Earlier today, I showed that Jim Haynes personally pushed the SERE people to come up with some materials on waterboarding on July 25, 2002, just one day after OLC had given CIA clearance to use some–but not all–of the techniques they had asked for. The same day Haynes got that information and forward it to OLC (or had John Rizzo do it, depending on whom you ask), OLC approved the use of waterboarding.
I wish I had read this passage from this Charlie Savage story before I wrote that post.
One thing could change that dynamic, however.

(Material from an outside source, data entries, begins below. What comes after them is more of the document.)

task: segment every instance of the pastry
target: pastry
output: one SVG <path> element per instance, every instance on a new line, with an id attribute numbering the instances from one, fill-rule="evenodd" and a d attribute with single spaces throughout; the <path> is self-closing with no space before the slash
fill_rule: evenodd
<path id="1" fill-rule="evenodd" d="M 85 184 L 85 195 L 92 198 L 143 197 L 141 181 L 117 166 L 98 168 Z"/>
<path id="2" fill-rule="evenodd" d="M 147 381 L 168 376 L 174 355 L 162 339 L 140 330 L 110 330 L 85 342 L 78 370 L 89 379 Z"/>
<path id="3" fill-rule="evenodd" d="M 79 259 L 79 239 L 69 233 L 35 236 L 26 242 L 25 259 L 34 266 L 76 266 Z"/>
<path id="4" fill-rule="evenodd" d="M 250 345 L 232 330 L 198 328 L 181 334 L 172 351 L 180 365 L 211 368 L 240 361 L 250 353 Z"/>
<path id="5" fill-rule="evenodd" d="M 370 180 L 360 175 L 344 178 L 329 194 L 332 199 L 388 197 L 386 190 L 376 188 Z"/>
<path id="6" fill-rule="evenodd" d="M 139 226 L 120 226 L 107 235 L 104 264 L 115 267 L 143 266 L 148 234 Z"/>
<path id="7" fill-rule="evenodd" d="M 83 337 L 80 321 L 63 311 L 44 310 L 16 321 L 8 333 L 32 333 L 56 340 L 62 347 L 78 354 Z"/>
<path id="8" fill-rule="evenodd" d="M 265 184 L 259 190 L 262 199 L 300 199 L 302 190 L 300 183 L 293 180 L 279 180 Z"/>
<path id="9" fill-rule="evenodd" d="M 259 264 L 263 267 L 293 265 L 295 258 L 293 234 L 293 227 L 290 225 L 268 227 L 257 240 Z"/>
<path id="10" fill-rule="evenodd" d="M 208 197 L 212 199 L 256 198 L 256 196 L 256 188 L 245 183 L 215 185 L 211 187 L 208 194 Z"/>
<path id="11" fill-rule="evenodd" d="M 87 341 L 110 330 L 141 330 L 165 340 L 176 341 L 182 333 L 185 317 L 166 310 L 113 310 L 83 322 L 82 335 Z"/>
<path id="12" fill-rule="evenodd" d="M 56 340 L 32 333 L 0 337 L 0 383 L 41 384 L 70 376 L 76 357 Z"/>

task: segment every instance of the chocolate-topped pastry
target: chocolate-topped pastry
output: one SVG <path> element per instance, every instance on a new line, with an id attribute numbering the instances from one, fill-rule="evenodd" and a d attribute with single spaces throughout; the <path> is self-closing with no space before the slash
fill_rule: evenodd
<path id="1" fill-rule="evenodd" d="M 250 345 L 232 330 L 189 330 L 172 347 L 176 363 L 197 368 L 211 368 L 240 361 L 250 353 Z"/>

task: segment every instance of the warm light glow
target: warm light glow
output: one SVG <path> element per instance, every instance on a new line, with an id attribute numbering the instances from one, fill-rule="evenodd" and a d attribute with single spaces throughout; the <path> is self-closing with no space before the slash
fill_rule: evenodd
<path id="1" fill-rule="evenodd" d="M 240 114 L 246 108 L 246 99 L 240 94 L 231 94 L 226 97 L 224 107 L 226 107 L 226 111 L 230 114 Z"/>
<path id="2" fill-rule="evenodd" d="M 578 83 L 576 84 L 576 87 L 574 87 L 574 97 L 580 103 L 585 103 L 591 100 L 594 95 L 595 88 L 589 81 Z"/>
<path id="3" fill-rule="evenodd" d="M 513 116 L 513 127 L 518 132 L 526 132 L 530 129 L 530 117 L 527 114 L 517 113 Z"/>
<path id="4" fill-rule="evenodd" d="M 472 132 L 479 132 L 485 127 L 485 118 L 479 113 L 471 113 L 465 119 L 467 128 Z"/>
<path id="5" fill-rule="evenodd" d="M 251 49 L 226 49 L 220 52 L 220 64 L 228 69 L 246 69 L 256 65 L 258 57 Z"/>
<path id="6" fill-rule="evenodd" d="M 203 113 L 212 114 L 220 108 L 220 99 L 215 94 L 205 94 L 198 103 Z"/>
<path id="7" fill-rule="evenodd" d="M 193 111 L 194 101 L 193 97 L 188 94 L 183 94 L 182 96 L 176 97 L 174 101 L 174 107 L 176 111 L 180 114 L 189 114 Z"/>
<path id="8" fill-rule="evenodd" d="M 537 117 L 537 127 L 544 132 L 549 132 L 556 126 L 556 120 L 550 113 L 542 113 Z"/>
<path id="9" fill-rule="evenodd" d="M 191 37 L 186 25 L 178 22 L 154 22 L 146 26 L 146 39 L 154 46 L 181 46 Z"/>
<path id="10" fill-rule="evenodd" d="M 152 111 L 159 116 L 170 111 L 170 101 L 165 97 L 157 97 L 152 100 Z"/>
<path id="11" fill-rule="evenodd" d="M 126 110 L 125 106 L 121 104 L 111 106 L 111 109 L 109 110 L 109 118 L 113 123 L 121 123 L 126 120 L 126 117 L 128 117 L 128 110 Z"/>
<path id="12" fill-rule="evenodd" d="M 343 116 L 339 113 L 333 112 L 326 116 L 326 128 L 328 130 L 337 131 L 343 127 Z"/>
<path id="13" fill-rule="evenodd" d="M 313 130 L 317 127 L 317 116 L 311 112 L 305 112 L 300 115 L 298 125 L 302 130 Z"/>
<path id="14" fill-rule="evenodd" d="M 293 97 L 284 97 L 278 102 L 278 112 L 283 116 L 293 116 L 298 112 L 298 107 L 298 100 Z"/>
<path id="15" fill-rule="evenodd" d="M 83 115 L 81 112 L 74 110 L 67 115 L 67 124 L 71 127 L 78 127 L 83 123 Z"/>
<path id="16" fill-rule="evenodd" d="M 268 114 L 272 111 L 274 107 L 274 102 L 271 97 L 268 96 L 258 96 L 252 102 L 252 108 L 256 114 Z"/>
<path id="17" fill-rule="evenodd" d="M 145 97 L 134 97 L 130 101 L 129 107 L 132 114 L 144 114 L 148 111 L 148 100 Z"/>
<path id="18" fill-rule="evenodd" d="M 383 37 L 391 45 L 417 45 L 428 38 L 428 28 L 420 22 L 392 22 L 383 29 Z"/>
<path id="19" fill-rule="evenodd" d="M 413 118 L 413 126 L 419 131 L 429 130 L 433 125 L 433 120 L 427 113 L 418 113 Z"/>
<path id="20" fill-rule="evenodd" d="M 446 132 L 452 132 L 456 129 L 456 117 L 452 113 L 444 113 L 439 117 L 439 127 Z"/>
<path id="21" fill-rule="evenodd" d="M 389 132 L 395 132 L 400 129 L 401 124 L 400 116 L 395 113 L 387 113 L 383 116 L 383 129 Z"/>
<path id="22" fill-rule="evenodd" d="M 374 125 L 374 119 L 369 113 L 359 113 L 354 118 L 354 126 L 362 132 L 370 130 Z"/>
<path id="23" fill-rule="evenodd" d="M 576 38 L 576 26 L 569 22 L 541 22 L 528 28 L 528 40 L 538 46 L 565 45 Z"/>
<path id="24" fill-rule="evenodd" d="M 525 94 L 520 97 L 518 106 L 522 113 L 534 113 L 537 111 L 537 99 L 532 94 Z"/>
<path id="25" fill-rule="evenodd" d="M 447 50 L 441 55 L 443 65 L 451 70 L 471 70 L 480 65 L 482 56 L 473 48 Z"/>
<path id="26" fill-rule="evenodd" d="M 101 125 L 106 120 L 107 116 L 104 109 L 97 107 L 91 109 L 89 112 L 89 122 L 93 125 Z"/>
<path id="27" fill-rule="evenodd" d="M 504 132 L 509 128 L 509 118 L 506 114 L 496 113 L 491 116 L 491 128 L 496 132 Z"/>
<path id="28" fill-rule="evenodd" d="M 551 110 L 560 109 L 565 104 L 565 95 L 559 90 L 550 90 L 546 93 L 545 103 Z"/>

The Justice Department’s Office of Professional Responsibility has been investigating the work of lawyers who signed off on the interrogation policy, and is believed to have obtained archived e-mail messages from the time when the memorandums were being drafted.
If it turned out that the lawyers initially concluded that aspects of the proposed program would be illegal, then reversed that conclusion at the request of policy makers, then prosecutors could make a case that the officials knowingly broke the law.
This is the second time we’ve heard about emails.
Emails.
Hahahahahaha!
Imagine there were emails between–say, Addington–and Yoo, discussing what it would take to get Bybee to sign off on the torture memos? Imagine those emails were dated July 25, 2002, the same day that Haynes was pushing JPRA to come up with some description of waterboarding that–since we did it to our own Navy men, could get past the bar of legality.
I want these guys to pay for their crimes. But I’d take special pleasure if they somehow didn’t manage to destroy all the emails.